Bastrop City Council asking for ideas to solve feral chicken population

Chickens in Bastrop are running wild and many people who live there say they are fed up.

The City held a meeting Wednesday to find solutions to the overpopulation problem.

A city official said the problem started when Bastrop built the convention center on farmland where the chickens used to roost. That pushed the chickens out into the neighborhood, so the city turned Farm Street into a chicken sanctuary, but the birds didn’t stay there either.

“There’s chickens all over town,” said Jane Campos who has lived in Bastrop for more than 50 years. On her street, which was declared a chicken sanctuary by the City of Bastrop, it’s normal for the big birds to run free.

“This is part of Bastrop and part of the unique area that we live in,” Campos said.

The sanctuary is not fenced in and now feral chickens have multiplied and spread all over the city. “The folklore is that we actually have a sanctuary. When, if you actually think of the definition of a sanctuary, we neither have the resources or the habitat or the property or the maintenance or all the things that are actually needed for a sanctuary,” said Charlie Amos who lives just outside the sanctuary area.

The wild birds are causing a multitude of problems for people who live near Farm Street.

“It’s disturbing people’s sleep, they crow in the morning, crow in the evening, crow all day. They tear up the flower beds, they scratch up the mulch,” said Bastrop Animal Control and Code Enforcement Office Troy Walters.

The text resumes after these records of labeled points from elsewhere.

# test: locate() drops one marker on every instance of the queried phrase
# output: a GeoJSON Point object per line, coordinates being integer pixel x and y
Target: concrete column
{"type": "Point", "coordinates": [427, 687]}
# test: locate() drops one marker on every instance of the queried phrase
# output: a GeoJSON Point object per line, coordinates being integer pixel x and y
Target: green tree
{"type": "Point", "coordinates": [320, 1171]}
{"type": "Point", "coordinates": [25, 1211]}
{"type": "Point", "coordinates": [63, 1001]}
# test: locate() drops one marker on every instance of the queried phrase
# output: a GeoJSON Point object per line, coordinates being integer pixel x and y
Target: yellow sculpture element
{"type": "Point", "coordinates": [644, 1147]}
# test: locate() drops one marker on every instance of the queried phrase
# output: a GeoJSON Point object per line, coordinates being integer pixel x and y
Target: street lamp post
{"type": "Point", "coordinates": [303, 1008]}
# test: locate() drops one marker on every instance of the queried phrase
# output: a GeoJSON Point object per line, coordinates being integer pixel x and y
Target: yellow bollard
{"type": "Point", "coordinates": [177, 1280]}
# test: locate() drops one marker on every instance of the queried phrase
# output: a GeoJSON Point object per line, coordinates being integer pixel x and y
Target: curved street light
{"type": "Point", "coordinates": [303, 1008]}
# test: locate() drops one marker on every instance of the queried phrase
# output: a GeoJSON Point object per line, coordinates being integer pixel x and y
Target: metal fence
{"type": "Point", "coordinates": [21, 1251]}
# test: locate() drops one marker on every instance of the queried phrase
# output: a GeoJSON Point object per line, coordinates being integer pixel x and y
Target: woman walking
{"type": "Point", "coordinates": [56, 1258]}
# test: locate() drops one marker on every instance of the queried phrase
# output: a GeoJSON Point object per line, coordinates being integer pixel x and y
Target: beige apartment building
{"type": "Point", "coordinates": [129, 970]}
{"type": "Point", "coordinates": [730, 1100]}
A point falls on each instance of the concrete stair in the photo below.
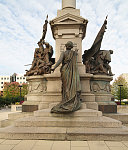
(84, 124)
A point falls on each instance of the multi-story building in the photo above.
(14, 78)
(2, 80)
(125, 75)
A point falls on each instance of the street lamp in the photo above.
(120, 92)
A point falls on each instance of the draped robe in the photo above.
(71, 87)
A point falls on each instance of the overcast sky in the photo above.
(21, 24)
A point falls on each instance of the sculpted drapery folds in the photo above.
(71, 88)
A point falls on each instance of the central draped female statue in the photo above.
(71, 87)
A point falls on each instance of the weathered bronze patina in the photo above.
(71, 87)
(43, 60)
(96, 60)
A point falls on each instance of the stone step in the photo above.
(79, 113)
(71, 134)
(68, 122)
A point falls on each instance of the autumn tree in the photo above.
(115, 89)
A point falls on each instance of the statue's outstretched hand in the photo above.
(76, 50)
(52, 70)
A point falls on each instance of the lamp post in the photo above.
(120, 92)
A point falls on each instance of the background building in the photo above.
(125, 75)
(14, 78)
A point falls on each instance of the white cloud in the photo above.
(21, 28)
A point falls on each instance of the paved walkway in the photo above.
(61, 145)
(58, 145)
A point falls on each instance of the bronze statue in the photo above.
(96, 60)
(71, 87)
(43, 60)
(45, 28)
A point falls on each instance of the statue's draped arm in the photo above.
(59, 61)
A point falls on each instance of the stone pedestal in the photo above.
(42, 91)
(45, 90)
(100, 87)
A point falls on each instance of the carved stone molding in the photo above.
(38, 86)
(100, 86)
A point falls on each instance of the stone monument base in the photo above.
(46, 89)
(84, 124)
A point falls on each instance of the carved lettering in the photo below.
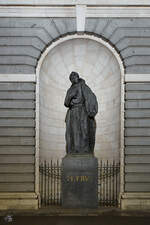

“They’re out of control. They’re definitely a nuisance,” Amos said.

“People that don’t want them around there, you’re going to have to put chicken wire around your yards,” said Campos.

Walters said chickens outside of the sanctuary must be kept in a coup, but capturing the huge feral chicken population isn’t easy or productive at this point.

“I can trap a dozen, two dozen chickens. It takes a lot of energy and labor to do that. You can’t catch them. They run very fast, and when you do catch them, you drive around the corner and there’s a mother with her babies and they’re being replaced,” Walters said.

Wednesday, more than 60 people filled City Hall to discuss the problem with council members.

Council hoped someone in the meeting could recommend a better solution to control the chicken population. “Now that the problem is out of control and we have a lot of feral chickens out here, it’s going to take the cooperation of neighbors and the city to gradually reduce and eliminate the feral population or relocate them,” said Amos.

Campos said the chickens have just as much right to roam around Bastrop as the people there do and she likes having them around her home.

“The chickens eat bugs, they get rid of the bugs that are around here. The chickens lay eggs obviously, they live in harmony with the ecology,” Campos said.

However, even Campos agrees it’s possible to have too much of a good thing. “I don’t think we have a problem with chickens going extinct anytime soon, not around here,” said Amos.

Solutions suggested at Wednesday’s council meeting include restricting people from feeding the birds, starting a program for people to care for them and even removing Bastrop’s protected status for the chickens.